12. Of course, there is the fact that in this case the incentive bonus is a fixed sum related to the excess production and this is shared by the workmen directly concerned. If this is extended to other workmen also it is likely to reduce the incentive bonus paid to those who are directly concerned. Looking at the figures of the incentive bonus drawn for the last few years there is considerable weight in what the counsel for the management points, namely, that it will cease to be an incentive if it is shared by others too. These are not matters which I should decide now. These are matters for decision by the Industrial Tribunal. The approach to this question, as pointed out by me, is wrong. The Tribunal ought not to have held that merely because these workmen are not directly concerned with the manufacture they are not entitled to the production bonus. No doubt, in determining whether the scheme should be extended to the workmen in the light of other factors, the fact that they are not directly concerned would be one of the matters that may have to be looked into. The approach to this question being erroneous, this issue also will have to be looked into by the Tribunal.
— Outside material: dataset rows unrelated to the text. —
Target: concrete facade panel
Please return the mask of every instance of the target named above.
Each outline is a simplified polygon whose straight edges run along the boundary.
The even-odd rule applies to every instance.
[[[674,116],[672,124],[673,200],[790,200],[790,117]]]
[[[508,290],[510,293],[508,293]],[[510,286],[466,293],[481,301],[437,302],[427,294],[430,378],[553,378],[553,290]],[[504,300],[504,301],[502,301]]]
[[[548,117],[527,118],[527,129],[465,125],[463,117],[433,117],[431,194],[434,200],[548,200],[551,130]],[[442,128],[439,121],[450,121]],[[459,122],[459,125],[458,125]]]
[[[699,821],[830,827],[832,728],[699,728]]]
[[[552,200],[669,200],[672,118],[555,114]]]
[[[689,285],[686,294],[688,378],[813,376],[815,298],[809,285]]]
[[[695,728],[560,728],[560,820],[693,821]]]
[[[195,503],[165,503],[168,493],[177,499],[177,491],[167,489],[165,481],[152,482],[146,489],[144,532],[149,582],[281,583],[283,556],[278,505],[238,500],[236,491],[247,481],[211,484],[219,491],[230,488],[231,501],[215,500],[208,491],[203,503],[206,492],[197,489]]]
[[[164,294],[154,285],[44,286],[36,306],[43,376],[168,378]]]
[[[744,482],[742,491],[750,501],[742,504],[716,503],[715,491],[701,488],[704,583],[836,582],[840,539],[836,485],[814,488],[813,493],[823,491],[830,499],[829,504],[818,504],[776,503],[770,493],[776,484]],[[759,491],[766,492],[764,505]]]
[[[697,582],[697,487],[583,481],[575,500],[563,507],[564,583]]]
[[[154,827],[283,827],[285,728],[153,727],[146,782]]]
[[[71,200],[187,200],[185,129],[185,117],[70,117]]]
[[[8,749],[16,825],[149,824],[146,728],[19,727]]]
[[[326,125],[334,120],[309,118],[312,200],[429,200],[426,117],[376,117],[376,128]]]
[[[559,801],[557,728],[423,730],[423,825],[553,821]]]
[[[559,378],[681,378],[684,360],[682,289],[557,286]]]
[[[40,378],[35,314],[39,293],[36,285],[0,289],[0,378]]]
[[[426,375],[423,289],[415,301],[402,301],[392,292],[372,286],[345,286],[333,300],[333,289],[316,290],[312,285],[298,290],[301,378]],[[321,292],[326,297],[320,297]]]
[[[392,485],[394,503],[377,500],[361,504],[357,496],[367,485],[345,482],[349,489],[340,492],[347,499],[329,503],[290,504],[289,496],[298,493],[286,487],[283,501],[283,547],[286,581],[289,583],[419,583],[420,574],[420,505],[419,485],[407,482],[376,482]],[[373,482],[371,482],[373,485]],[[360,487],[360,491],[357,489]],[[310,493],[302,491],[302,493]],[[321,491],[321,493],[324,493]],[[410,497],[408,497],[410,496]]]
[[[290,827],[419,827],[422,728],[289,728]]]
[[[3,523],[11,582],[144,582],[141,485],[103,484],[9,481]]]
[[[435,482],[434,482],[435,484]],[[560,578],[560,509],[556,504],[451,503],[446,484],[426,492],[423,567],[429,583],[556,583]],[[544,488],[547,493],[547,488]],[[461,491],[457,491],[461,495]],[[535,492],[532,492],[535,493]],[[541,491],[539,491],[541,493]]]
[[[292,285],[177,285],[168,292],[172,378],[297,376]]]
13. There are two other points also which have been urged before me and that concerns the night shift allowance and the running batta. There is no material brought to my notice on these questions which calls for any interference with the award.
14. What I have said here has also answered the petition by the management because their only challenge is to the revised scales of pay and according to them if the wage structure in similar concerns in Kundra was taken note of what has now been awarded could not have been awarded. Now that the matter is directed to be reconsidered, that again is a matter for the management to urge before the Tribunal.
15. In the result, the Tribunal's Award is set aside to the extent indicated in the earlier paragraphs of this judgment and the Tribunal is directed to go into those questions which have been reopened by this judgment properly and independently and in the light of the observations made here.
16. Parties are directed to suffer costs in both the petitions.